The present invention relates generally to ceramic to metal bonding and finds particular application in a ceramic arc discharge lamp.
Ceramic metal halide (CMH) lamps include a ceramic discharge vessel or “arc tube,” which is typically formed from polycrystalline alumina with small amounts of other additives. An arc discharge is generated by ionizing a fill material, such as a mixture of metal halide and mercury in an inert gas, such as argon, with an arc passing between two electrodes. In general, CMH lamps are operated on an AC voltage supply source with a frequency of 50 or 60 Hz, if operated on an electromagnetic ballast, or higher if operated on an electronic ballast. The discharge is extinguished, and subsequently re-ignited in the lamp, upon each polarity change in the supply voltage. The electrodes and the fill material are sealed within a translucent or transparent discharge chamber, which maintains the pressure of the energized fill material and allows the emitted light to pass through. The fill material, also known as a “dose,” emits a desired spectral energy distribution in response to being vaporized and excited by the electric arc. The electrodes are connected with a source of power by electrical conductors carried through tubular leg members of the discharge vessel. The conductors are typically formed from niobium, which has a similar coefficient of expansion to the ceramic used in forming the discharge vessel, and are hermetically sealed to the leg members with a seal glass, such as a dysprosia-alumina-silica glass.
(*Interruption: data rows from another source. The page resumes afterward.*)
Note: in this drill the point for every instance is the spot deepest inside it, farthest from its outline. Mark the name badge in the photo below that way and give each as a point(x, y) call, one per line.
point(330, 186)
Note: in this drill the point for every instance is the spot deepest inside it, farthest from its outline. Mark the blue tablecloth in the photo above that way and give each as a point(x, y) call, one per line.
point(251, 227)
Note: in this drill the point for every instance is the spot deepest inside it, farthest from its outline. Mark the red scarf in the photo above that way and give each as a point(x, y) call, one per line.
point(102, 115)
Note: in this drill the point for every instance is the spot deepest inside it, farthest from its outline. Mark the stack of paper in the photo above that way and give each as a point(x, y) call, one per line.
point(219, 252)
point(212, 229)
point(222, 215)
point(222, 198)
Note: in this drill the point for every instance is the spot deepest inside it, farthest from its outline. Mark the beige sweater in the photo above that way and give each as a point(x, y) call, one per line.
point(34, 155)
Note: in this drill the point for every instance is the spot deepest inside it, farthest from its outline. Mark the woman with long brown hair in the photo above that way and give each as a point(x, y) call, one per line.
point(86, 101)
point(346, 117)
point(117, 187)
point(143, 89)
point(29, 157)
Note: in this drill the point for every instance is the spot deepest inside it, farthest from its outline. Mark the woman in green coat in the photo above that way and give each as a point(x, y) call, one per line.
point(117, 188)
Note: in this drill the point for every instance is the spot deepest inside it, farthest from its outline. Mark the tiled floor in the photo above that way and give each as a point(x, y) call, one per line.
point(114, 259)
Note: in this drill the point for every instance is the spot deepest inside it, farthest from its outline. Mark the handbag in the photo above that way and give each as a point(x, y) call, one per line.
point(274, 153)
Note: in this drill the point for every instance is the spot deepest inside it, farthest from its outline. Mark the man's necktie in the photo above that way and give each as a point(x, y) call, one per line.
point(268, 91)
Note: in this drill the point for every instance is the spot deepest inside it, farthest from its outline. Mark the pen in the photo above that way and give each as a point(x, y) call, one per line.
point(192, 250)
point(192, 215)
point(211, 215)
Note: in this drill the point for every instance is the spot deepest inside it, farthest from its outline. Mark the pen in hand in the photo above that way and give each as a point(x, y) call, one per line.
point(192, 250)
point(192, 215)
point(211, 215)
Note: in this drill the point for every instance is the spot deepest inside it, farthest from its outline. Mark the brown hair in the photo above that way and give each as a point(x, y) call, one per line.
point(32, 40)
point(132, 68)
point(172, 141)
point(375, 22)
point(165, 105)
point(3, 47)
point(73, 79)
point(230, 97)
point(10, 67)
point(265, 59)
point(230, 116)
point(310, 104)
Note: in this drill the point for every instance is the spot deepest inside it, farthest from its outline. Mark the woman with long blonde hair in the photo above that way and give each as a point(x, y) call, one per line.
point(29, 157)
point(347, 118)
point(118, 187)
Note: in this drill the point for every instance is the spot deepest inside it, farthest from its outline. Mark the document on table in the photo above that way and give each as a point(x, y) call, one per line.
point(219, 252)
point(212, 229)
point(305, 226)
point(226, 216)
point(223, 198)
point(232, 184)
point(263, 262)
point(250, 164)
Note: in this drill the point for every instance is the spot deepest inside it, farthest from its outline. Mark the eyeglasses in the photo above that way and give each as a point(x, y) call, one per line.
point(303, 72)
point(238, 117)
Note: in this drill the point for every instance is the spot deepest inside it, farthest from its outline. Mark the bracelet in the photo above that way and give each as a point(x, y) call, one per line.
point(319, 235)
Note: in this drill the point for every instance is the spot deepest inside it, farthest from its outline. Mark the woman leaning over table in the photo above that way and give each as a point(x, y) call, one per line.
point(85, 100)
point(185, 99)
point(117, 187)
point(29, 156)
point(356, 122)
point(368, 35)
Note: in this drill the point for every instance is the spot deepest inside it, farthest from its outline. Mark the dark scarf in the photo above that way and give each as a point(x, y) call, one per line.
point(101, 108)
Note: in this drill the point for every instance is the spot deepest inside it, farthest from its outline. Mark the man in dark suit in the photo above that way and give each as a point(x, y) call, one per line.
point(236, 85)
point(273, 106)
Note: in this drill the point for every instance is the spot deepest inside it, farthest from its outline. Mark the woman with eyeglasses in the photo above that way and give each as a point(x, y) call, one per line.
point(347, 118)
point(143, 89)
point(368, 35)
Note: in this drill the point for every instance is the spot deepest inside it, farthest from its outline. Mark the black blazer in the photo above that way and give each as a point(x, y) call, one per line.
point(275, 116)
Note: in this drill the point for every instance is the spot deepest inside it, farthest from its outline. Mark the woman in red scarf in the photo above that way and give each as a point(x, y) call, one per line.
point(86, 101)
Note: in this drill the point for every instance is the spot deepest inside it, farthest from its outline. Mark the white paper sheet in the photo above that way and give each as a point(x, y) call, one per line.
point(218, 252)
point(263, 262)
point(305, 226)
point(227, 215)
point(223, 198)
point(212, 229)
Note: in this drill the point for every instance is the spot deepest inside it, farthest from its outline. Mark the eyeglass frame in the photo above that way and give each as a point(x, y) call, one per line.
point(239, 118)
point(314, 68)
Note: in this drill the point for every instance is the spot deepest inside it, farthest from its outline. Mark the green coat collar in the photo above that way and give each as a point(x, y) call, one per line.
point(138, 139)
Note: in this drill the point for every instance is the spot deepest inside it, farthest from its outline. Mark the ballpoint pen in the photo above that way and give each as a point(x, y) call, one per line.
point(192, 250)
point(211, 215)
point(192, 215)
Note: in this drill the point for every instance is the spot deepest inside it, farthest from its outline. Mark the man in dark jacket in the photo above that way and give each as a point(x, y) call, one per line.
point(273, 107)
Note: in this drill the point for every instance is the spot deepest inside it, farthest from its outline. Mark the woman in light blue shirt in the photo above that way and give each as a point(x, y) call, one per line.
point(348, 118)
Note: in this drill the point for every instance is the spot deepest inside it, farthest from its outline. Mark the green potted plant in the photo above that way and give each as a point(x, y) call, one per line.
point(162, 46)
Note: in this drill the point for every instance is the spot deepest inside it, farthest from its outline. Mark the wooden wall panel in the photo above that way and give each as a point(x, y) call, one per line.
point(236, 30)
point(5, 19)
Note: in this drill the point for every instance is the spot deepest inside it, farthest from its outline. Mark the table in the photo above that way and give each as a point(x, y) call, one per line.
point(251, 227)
The use of a seal glass to bond niobium to alumina places several design and processing constraints on the lamp. First, the seal glass has a maximum workable operating temperature of about 750° C. Additionally it is susceptible to corrosion by the rare earth elements in the fill. To minimize damage to the seals, they are positioned well away from the hottest part of the lamp, where the arc discharge forms. This governs the length of the legs, which must be long enough to sufficiently space the seals from the arc. This design results in a dead space in the legs of the discharge vessel which does not contribute to the light output yet which needs to be filled with the expensive halide dose. The length of the legs limits the ability for miniaturization and also renders the discharge vessel more prone to breakage in shipping. Additionally, the composition of the seal glass must be chosen carefully to match the thermal expansion characteristics of the conductors and ceramic, otherwise, the legs can crack during operation of the lamp. The seal glass position must be precisely controlled to minimize overlap with the molybdenum which is used to connect the tungsten electrode tips with the niobium conductors in order to avoid thermal expansion stresses. Finally, controlling arc gap requires crimping combined with careful time/temperature/pressure control in the drybox process to set desired electrode position.
The exemplary embodiment provides a discharge vessel and a method of forming a seal between alumina and metal which avoids the need to utilize a seal material.